Istomin, who works out of the Komi Science Center in Russia, has also studied the link between suicides and alcohol. His research was spurred by the death of one of his young Nenets research subjects, who was just 17 years old. Two years before his death, the boy left boarding school and migrated to a village, where his alcoholism began.
Istomin notes that while the “drink-it-quickly” strategy observed among Nenet herders may be adaptive in the context of nomadic living, it can create problems in a village setting, where spirits are widely available in shops. But this is not only due to the presence of alcohol, Istomin said. Nenet herders are often marginalized when they settle in predominantly Russian communities. With lower rates of education, finding a job can be difficult. Practices that worked out on the tundra can suddenly become isolating, and mental illness can ensue.
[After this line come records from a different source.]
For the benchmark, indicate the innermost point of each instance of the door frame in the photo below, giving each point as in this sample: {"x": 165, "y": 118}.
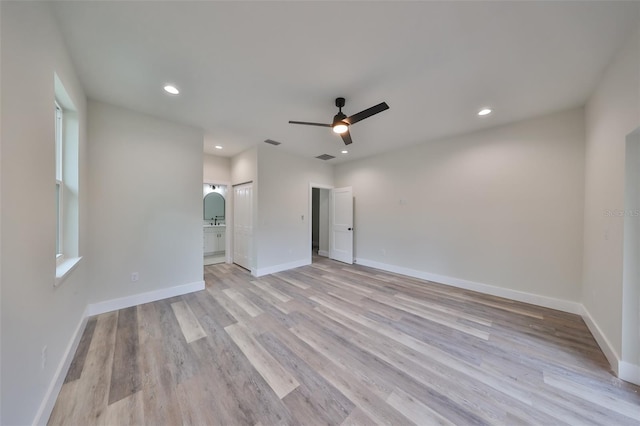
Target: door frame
{"x": 228, "y": 217}
{"x": 310, "y": 217}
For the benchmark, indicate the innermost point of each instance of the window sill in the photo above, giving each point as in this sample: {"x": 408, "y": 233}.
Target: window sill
{"x": 64, "y": 269}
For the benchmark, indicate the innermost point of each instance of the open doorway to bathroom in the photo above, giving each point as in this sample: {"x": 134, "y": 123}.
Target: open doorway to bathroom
{"x": 319, "y": 221}
{"x": 214, "y": 231}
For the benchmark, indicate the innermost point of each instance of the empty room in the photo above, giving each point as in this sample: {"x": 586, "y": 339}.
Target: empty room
{"x": 323, "y": 212}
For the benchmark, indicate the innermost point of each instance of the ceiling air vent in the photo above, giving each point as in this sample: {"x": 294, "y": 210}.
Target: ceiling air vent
{"x": 325, "y": 157}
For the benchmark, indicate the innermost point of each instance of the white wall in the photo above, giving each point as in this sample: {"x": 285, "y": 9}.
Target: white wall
{"x": 146, "y": 203}
{"x": 216, "y": 169}
{"x": 244, "y": 167}
{"x": 33, "y": 313}
{"x": 283, "y": 229}
{"x": 500, "y": 207}
{"x": 631, "y": 269}
{"x": 612, "y": 113}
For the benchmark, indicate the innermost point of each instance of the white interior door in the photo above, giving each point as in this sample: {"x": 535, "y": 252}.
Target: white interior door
{"x": 341, "y": 225}
{"x": 243, "y": 225}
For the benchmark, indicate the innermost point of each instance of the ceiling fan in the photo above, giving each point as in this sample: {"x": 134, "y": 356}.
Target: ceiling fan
{"x": 341, "y": 122}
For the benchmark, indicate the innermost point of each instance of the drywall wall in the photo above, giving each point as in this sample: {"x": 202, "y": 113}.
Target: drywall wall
{"x": 145, "y": 203}
{"x": 630, "y": 354}
{"x": 612, "y": 113}
{"x": 216, "y": 169}
{"x": 34, "y": 314}
{"x": 500, "y": 207}
{"x": 244, "y": 167}
{"x": 282, "y": 234}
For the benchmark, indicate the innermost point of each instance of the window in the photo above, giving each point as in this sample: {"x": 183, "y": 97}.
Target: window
{"x": 59, "y": 185}
{"x": 67, "y": 134}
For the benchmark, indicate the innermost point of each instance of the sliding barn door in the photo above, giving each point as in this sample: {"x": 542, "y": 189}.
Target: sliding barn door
{"x": 243, "y": 225}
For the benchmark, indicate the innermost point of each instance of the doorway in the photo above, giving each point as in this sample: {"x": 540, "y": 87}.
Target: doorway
{"x": 214, "y": 227}
{"x": 319, "y": 222}
{"x": 331, "y": 224}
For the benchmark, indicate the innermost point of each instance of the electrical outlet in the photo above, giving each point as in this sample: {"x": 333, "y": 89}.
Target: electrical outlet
{"x": 43, "y": 356}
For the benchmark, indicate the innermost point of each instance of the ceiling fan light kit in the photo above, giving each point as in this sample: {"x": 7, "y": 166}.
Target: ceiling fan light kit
{"x": 341, "y": 122}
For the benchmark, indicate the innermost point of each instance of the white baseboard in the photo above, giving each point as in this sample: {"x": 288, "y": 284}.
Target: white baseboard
{"x": 46, "y": 407}
{"x": 520, "y": 296}
{"x": 629, "y": 372}
{"x": 282, "y": 267}
{"x": 606, "y": 346}
{"x": 141, "y": 298}
{"x": 49, "y": 401}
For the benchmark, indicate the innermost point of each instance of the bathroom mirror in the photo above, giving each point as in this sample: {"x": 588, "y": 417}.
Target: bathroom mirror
{"x": 214, "y": 207}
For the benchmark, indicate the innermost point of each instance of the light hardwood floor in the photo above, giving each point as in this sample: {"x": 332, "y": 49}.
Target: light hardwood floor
{"x": 336, "y": 344}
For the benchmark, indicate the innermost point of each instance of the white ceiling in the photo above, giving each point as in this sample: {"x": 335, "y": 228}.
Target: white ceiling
{"x": 246, "y": 68}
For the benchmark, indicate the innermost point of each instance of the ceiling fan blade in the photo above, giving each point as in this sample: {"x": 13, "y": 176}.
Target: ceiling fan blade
{"x": 367, "y": 113}
{"x": 306, "y": 123}
{"x": 346, "y": 137}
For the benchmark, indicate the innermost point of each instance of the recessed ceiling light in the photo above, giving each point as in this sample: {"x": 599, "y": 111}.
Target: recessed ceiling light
{"x": 171, "y": 89}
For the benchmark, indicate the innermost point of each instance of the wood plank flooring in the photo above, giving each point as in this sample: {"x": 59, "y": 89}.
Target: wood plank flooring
{"x": 336, "y": 344}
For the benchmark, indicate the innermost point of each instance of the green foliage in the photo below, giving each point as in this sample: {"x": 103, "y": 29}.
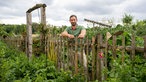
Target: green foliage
{"x": 15, "y": 67}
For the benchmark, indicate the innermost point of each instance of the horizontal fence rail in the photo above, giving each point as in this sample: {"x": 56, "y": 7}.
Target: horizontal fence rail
{"x": 84, "y": 56}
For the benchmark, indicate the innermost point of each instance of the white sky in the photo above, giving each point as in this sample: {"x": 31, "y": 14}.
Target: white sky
{"x": 58, "y": 11}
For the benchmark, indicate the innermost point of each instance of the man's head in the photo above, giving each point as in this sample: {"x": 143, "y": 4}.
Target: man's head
{"x": 73, "y": 20}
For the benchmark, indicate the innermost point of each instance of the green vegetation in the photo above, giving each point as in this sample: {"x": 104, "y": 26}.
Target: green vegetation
{"x": 15, "y": 67}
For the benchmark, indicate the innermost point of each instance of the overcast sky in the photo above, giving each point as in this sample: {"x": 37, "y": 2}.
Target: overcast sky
{"x": 58, "y": 11}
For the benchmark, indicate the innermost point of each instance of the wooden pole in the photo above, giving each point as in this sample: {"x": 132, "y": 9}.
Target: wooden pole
{"x": 145, "y": 46}
{"x": 29, "y": 35}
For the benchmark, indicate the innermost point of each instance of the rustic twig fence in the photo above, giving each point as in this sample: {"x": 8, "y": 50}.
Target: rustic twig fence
{"x": 59, "y": 50}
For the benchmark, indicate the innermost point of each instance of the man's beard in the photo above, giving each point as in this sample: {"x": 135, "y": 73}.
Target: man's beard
{"x": 73, "y": 24}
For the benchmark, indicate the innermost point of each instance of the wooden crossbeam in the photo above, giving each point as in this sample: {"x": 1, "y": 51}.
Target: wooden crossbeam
{"x": 99, "y": 23}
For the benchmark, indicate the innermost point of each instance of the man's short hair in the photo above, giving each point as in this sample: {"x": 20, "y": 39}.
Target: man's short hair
{"x": 73, "y": 16}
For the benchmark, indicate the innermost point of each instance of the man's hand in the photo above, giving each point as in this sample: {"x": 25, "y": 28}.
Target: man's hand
{"x": 70, "y": 36}
{"x": 81, "y": 36}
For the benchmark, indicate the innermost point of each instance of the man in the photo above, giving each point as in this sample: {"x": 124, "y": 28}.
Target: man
{"x": 75, "y": 31}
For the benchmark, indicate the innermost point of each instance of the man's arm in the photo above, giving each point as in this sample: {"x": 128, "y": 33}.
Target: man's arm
{"x": 65, "y": 34}
{"x": 82, "y": 34}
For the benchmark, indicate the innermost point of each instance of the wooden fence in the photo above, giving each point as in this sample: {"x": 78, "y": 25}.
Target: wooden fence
{"x": 59, "y": 50}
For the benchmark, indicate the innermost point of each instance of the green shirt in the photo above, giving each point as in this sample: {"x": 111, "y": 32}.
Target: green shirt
{"x": 75, "y": 32}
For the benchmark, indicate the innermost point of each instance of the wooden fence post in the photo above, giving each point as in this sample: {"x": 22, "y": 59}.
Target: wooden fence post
{"x": 133, "y": 47}
{"x": 93, "y": 58}
{"x": 114, "y": 46}
{"x": 145, "y": 46}
{"x": 29, "y": 35}
{"x": 123, "y": 45}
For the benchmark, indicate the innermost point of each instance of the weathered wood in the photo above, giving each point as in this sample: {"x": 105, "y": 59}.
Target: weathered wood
{"x": 93, "y": 58}
{"x": 35, "y": 7}
{"x": 123, "y": 45}
{"x": 133, "y": 47}
{"x": 29, "y": 35}
{"x": 76, "y": 55}
{"x": 114, "y": 46}
{"x": 29, "y": 28}
{"x": 94, "y": 22}
{"x": 144, "y": 46}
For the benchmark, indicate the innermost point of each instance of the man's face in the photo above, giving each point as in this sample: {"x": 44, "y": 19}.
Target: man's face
{"x": 73, "y": 21}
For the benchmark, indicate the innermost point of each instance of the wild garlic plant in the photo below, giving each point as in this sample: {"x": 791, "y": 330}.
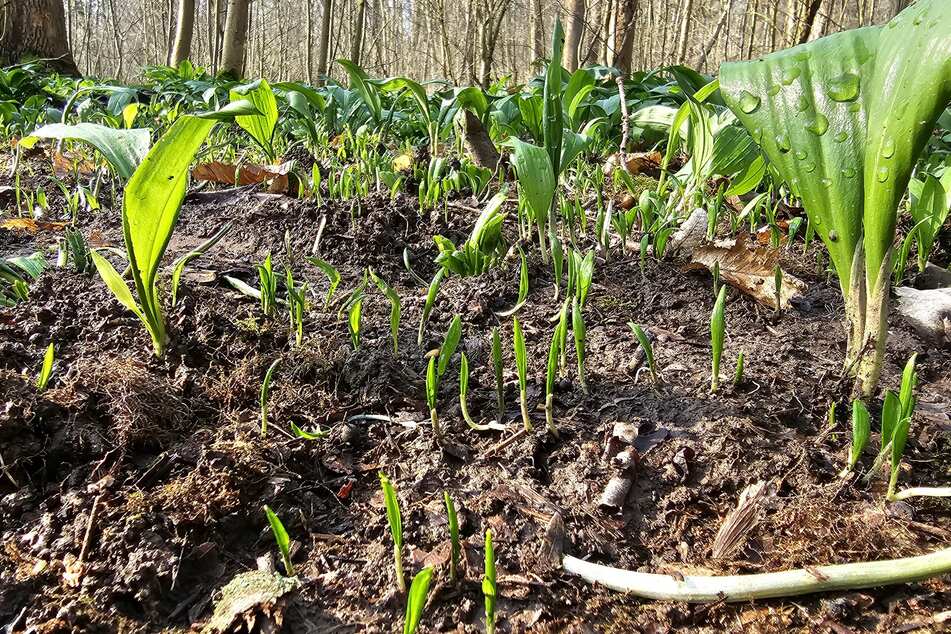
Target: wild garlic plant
{"x": 521, "y": 365}
{"x": 282, "y": 539}
{"x": 455, "y": 548}
{"x": 395, "y": 520}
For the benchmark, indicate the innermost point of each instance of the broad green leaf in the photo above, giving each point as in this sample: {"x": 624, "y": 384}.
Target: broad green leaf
{"x": 123, "y": 149}
{"x": 416, "y": 600}
{"x": 259, "y": 126}
{"x": 152, "y": 202}
{"x": 115, "y": 282}
{"x": 535, "y": 176}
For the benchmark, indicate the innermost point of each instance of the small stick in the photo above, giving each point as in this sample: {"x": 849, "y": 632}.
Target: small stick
{"x": 93, "y": 515}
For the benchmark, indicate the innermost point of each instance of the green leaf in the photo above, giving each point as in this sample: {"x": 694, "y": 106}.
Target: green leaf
{"x": 416, "y": 600}
{"x": 115, "y": 283}
{"x": 47, "y": 369}
{"x": 450, "y": 342}
{"x": 282, "y": 539}
{"x": 861, "y": 429}
{"x": 535, "y": 176}
{"x": 150, "y": 209}
{"x": 260, "y": 126}
{"x": 393, "y": 516}
{"x": 123, "y": 149}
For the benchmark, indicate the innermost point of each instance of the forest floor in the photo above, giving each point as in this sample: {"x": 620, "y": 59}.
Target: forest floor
{"x": 171, "y": 456}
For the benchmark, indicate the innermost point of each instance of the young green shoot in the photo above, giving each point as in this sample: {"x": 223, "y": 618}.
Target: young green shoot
{"x": 580, "y": 334}
{"x": 47, "y": 368}
{"x": 455, "y": 547}
{"x": 282, "y": 539}
{"x": 648, "y": 349}
{"x": 498, "y": 367}
{"x": 489, "y": 589}
{"x": 395, "y": 520}
{"x": 521, "y": 364}
{"x": 861, "y": 430}
{"x": 265, "y": 392}
{"x": 416, "y": 600}
{"x": 717, "y": 331}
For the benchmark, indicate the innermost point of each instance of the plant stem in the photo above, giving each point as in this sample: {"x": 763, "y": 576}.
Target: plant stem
{"x": 437, "y": 429}
{"x": 549, "y": 417}
{"x": 523, "y": 402}
{"x": 398, "y": 561}
{"x": 703, "y": 589}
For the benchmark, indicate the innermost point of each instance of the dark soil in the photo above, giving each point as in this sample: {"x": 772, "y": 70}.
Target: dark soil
{"x": 171, "y": 454}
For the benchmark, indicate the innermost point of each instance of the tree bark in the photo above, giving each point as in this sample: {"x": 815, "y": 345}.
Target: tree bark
{"x": 235, "y": 38}
{"x": 575, "y": 16}
{"x": 323, "y": 48}
{"x": 356, "y": 43}
{"x": 184, "y": 29}
{"x": 36, "y": 29}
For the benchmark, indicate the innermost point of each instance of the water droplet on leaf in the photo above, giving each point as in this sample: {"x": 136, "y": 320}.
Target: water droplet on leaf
{"x": 819, "y": 125}
{"x": 845, "y": 87}
{"x": 749, "y": 102}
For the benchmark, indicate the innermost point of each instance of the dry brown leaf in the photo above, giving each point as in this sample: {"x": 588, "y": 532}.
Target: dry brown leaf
{"x": 30, "y": 225}
{"x": 249, "y": 174}
{"x": 750, "y": 269}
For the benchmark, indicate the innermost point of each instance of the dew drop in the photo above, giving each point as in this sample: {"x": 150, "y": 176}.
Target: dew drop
{"x": 888, "y": 147}
{"x": 782, "y": 142}
{"x": 749, "y": 102}
{"x": 819, "y": 125}
{"x": 845, "y": 87}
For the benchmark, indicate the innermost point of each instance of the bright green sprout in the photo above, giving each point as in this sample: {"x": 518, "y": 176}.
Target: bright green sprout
{"x": 265, "y": 392}
{"x": 395, "y": 521}
{"x": 282, "y": 539}
{"x": 455, "y": 547}
{"x": 47, "y": 369}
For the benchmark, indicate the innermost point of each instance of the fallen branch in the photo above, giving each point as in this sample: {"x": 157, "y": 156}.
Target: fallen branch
{"x": 789, "y": 583}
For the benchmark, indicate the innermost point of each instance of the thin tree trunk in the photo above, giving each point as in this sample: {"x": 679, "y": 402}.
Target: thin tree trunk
{"x": 575, "y": 16}
{"x": 36, "y": 28}
{"x": 356, "y": 42}
{"x": 323, "y": 47}
{"x": 235, "y": 38}
{"x": 185, "y": 28}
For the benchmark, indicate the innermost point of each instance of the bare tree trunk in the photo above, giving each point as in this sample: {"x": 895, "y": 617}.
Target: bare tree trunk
{"x": 684, "y": 31}
{"x": 356, "y": 42}
{"x": 538, "y": 32}
{"x": 36, "y": 28}
{"x": 573, "y": 32}
{"x": 235, "y": 38}
{"x": 185, "y": 27}
{"x": 323, "y": 48}
{"x": 309, "y": 43}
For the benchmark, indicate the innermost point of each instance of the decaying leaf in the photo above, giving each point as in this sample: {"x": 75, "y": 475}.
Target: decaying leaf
{"x": 750, "y": 269}
{"x": 637, "y": 162}
{"x": 741, "y": 520}
{"x": 280, "y": 176}
{"x": 252, "y": 601}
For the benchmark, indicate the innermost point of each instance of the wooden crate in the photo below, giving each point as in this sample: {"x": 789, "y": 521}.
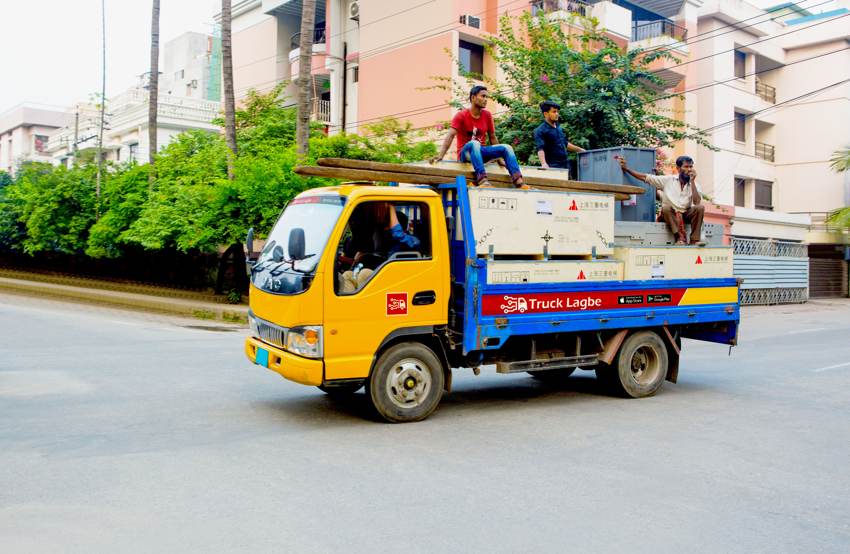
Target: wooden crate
{"x": 553, "y": 271}
{"x": 675, "y": 262}
{"x": 517, "y": 222}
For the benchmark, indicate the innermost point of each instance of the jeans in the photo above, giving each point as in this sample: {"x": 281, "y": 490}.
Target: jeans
{"x": 478, "y": 155}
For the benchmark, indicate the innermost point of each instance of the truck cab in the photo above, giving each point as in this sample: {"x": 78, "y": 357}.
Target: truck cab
{"x": 392, "y": 287}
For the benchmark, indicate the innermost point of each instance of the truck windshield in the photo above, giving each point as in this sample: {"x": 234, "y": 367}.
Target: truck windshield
{"x": 294, "y": 247}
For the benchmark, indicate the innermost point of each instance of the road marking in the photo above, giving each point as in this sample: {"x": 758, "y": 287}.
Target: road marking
{"x": 806, "y": 331}
{"x": 827, "y": 368}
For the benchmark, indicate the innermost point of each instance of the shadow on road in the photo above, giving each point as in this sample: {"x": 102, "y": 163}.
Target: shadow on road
{"x": 467, "y": 397}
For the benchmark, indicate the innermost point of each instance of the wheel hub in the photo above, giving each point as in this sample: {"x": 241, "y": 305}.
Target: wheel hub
{"x": 408, "y": 383}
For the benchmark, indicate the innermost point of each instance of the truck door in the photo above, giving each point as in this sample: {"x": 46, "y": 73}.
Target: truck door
{"x": 381, "y": 284}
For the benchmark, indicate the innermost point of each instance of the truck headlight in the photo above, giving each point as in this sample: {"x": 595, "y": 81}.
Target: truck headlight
{"x": 305, "y": 341}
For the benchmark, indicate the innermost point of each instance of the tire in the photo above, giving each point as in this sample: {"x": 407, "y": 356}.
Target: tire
{"x": 341, "y": 391}
{"x": 641, "y": 365}
{"x": 552, "y": 375}
{"x": 406, "y": 383}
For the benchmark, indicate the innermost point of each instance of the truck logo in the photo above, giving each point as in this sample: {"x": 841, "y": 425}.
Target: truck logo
{"x": 513, "y": 304}
{"x": 396, "y": 303}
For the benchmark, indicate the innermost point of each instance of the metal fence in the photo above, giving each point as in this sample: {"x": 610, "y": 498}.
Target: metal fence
{"x": 773, "y": 271}
{"x": 642, "y": 30}
{"x": 548, "y": 6}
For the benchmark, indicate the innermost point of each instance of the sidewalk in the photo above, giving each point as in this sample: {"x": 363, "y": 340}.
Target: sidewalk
{"x": 124, "y": 295}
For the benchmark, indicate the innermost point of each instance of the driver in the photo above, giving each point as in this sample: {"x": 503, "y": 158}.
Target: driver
{"x": 388, "y": 234}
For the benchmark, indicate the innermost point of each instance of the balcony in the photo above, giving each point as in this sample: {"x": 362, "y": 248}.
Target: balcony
{"x": 322, "y": 111}
{"x": 766, "y": 152}
{"x": 765, "y": 92}
{"x": 550, "y": 6}
{"x": 647, "y": 30}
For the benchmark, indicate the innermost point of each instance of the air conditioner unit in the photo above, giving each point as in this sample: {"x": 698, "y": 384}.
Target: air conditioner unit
{"x": 471, "y": 21}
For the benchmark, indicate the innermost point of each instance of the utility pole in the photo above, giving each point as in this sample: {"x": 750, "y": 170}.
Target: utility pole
{"x": 229, "y": 96}
{"x": 102, "y": 111}
{"x": 76, "y": 131}
{"x": 153, "y": 92}
{"x": 305, "y": 76}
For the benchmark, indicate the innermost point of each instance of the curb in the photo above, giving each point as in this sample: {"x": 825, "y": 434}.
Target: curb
{"x": 176, "y": 306}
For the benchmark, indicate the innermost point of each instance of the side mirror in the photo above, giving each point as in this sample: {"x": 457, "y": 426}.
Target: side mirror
{"x": 296, "y": 244}
{"x": 249, "y": 243}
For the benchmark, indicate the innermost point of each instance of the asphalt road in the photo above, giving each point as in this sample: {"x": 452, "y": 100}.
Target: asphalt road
{"x": 122, "y": 432}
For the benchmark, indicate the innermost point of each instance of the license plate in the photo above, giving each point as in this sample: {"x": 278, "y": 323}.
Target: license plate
{"x": 262, "y": 357}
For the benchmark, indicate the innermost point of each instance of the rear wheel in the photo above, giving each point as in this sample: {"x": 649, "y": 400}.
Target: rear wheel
{"x": 641, "y": 365}
{"x": 406, "y": 383}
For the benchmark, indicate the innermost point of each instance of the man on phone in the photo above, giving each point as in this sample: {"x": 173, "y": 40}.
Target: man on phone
{"x": 550, "y": 140}
{"x": 680, "y": 198}
{"x": 474, "y": 128}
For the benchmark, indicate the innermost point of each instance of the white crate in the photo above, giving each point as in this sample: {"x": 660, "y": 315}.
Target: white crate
{"x": 552, "y": 271}
{"x": 675, "y": 262}
{"x": 517, "y": 222}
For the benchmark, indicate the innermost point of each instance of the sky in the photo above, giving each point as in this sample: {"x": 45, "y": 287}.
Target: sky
{"x": 50, "y": 50}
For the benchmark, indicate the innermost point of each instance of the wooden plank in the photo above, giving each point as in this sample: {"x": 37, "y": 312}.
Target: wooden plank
{"x": 495, "y": 174}
{"x": 405, "y": 178}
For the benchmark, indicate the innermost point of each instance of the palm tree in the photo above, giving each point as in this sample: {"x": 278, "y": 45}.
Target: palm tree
{"x": 302, "y": 128}
{"x": 227, "y": 78}
{"x": 153, "y": 90}
{"x": 840, "y": 163}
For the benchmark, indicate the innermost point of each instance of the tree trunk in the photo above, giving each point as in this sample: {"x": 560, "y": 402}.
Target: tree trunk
{"x": 153, "y": 91}
{"x": 305, "y": 77}
{"x": 227, "y": 79}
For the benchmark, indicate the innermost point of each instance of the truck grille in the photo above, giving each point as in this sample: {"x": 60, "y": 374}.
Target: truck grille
{"x": 268, "y": 332}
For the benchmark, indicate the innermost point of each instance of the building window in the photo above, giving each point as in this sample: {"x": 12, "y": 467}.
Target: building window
{"x": 740, "y": 127}
{"x": 471, "y": 57}
{"x": 740, "y": 192}
{"x": 740, "y": 64}
{"x": 40, "y": 143}
{"x": 764, "y": 195}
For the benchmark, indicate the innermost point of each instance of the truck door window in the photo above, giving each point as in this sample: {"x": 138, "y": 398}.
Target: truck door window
{"x": 377, "y": 234}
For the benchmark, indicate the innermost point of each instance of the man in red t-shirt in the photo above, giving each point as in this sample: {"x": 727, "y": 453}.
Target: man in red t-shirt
{"x": 474, "y": 129}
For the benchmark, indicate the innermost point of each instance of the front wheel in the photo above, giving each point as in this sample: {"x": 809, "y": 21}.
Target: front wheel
{"x": 406, "y": 383}
{"x": 641, "y": 365}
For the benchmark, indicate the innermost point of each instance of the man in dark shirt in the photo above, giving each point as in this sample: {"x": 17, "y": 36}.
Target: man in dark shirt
{"x": 473, "y": 128}
{"x": 552, "y": 145}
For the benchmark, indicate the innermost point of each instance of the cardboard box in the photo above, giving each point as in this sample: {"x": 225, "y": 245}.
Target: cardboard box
{"x": 675, "y": 262}
{"x": 517, "y": 222}
{"x": 552, "y": 271}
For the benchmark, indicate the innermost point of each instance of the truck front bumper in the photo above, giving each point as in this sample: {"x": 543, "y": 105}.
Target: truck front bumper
{"x": 295, "y": 368}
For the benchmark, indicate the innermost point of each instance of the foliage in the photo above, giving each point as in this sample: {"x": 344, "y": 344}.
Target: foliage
{"x": 840, "y": 163}
{"x": 192, "y": 208}
{"x": 608, "y": 95}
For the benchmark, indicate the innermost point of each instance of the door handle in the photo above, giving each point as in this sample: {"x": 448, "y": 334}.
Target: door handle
{"x": 425, "y": 297}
Wariness of mental health treatment may also be delaying responses. “For a long time in Russia, it was not deemed necessary to undergo highly specialized treatment for mental diseases like depression,” Sumarokov wrote in an article for the International Journal of Circumpolar Health on alcohol and suicide in the Nenets Autonomous Okrug and Arkhangelsk Oblast. As a result, mental illness can often go undiagnosed. “Depression is not something people talk about; it is seen as a weakness that should be concealed.”
Another challenge, common to many Arctic communities, is that there is only one medical center that provides addiction and psychiatric services in Nenets Autonomous Okrug, located in the town of Naryan-Mar. While, like all Russians, Nenets have access to free healthcare and education, the delivery of those services is limited in the Far North, where roads and highways are sparse. As a result, those suffering from mental illness may choose cheaper and more widely available forms of self-medication.
Istomin hopes that his work can contribute to a shift in understanding of alcohol’s presence in Arctic communities. Though alcoholism may be linked to imposed forces, such as education at Russian boarding schools, and to shifts in the local economy, Istomin’s research begins to explain how these outside forces lead to heavy drinking or suicide in ways that are unique to Nenets communities. He hopes the solutions can be equally unique.